Quand on a découvert le travail de S.S. Rajamouli avec le délirant Eega en 2012, on était certes immédiatement conquis par la fraîcheur de la proposition, mais loin d’imaginer l’ampleur que prendrait le cinéaste avec ses deux films suivants, à savoir le diptyque Baahubali, dont chaque partie appartient aux quatre plus gros succès de l’histoire du cinéma indien. Rien que ça.
Alors que le second opus était à l’époque le film le plus cher jamais pondu à Tollywood, l’industrie locale en langue télougou, voilà que Rajamouli surenchérit avec un projet encore plus colossal, puisque RRR (pour Roudram Ranam Rudhiram, ou Rise Roar Revolt en anglais) débarque avec un budget de 550 crore, soit environ 70 millions de dollars. Ça peut vous paraître peu comme ça, mais c’est plus que les deux chapitres de Baahubali réunis, et ça en fait donc le nouveau film le plus cher de l’histoire du cinéma indien ! Et avec un lancement vendredi dernier à 240 crore dans le monde entier, cette méga production a déjà le record du meilleur premier jour pour un film indien.
Bref, même si RRR ne vous dit rien au premier abord, c’est un véritable phénomène mondial, qui vient de prendre la 3ème place du box-office américain le week-end dernier et s’est offert quelques séances ça et là en France.

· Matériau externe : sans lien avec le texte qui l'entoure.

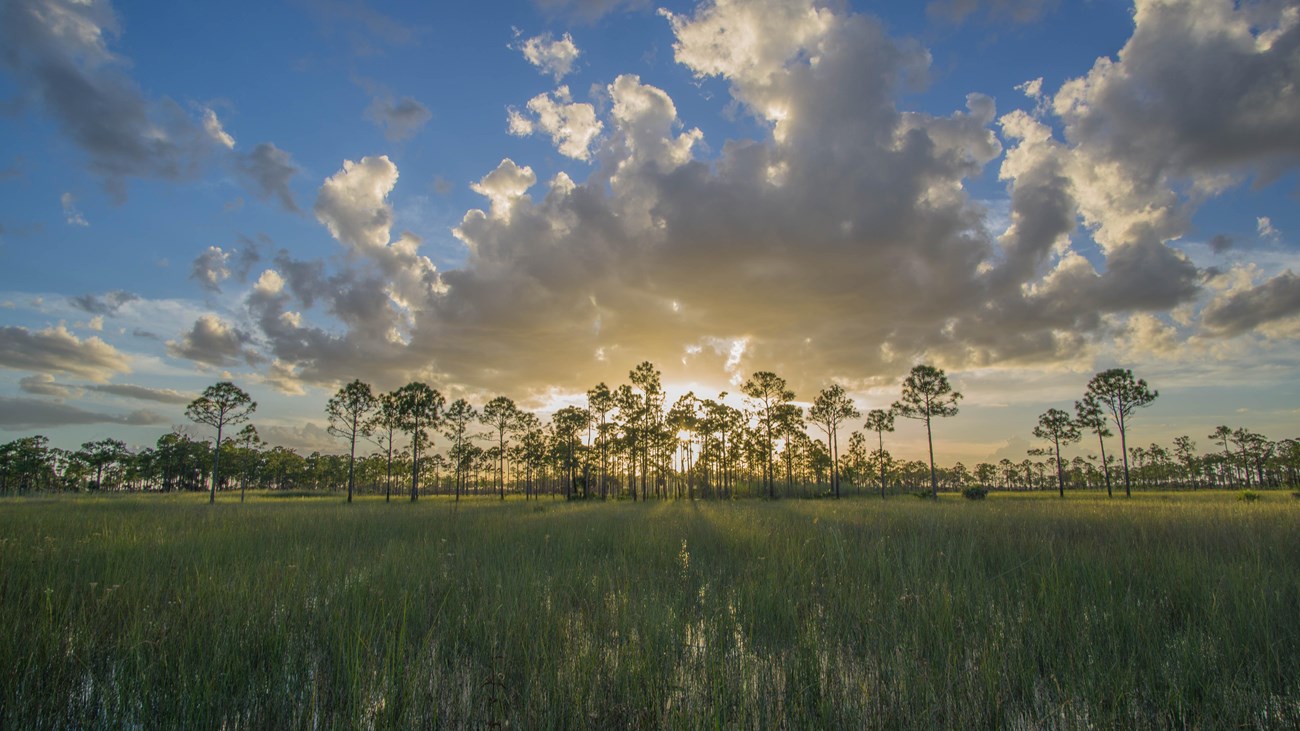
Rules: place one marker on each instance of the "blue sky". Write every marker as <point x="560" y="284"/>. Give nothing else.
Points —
<point x="1022" y="191"/>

L’occasion de juger sur pièce si tout ce bazar valait une telle démesure…

L’action se situe en 1920 en Inde, alors que le pays est en proie au colonialisme britannique.
Lors d’un déplacement dans la cambrousse dans sa voiture flambant neuve qui jure totalement avec le décor, un général anglais et sa femme véreuse vont kidnapper une petite fille sous les yeux de ses parents, un jeter de pièces à leur encontre faisant office selon eux d’un achat en bonne et due forme !
Voilà pour le prétexte de base de l’histoire, qui va surtout être la rencontre entre deux hommes de part et d’autre de l’occupation : d’un côté un indien qui a vendu ses talents pour être un policier au service de sa majesté, et de l’autre un homme du peuple qui entend bien préserver son mode de vie et sortir la petite fille dont on parlait plus tôt des griffes de l’envahisseur.
Sauf que ce dernier ne va pas crier sur tous les toits son statut de résistant, et notre duo va se lier d’une amitié quasi-céleste, avant que le destin ne s’y oppose.

Si vous connaissez un minimum le travail de S.S. Rajamouli, ou le tempérament de ce genre de production, vous vous doutez bien que tout ça est traité avec une subtilité de tous les instants, un tempérament feutré avec des personnages à fleur de peau, d’une sensibilité inouïe, où la caméra embrasse en toute modestie les non-dits, et la pudeur de chacun de leurs moments passé ensemble…
Évidemment je déconne : on est ici dans de l’ultra-cinéma, où tout est grand, immense, que dis-je, monumental. Et le mot est faible.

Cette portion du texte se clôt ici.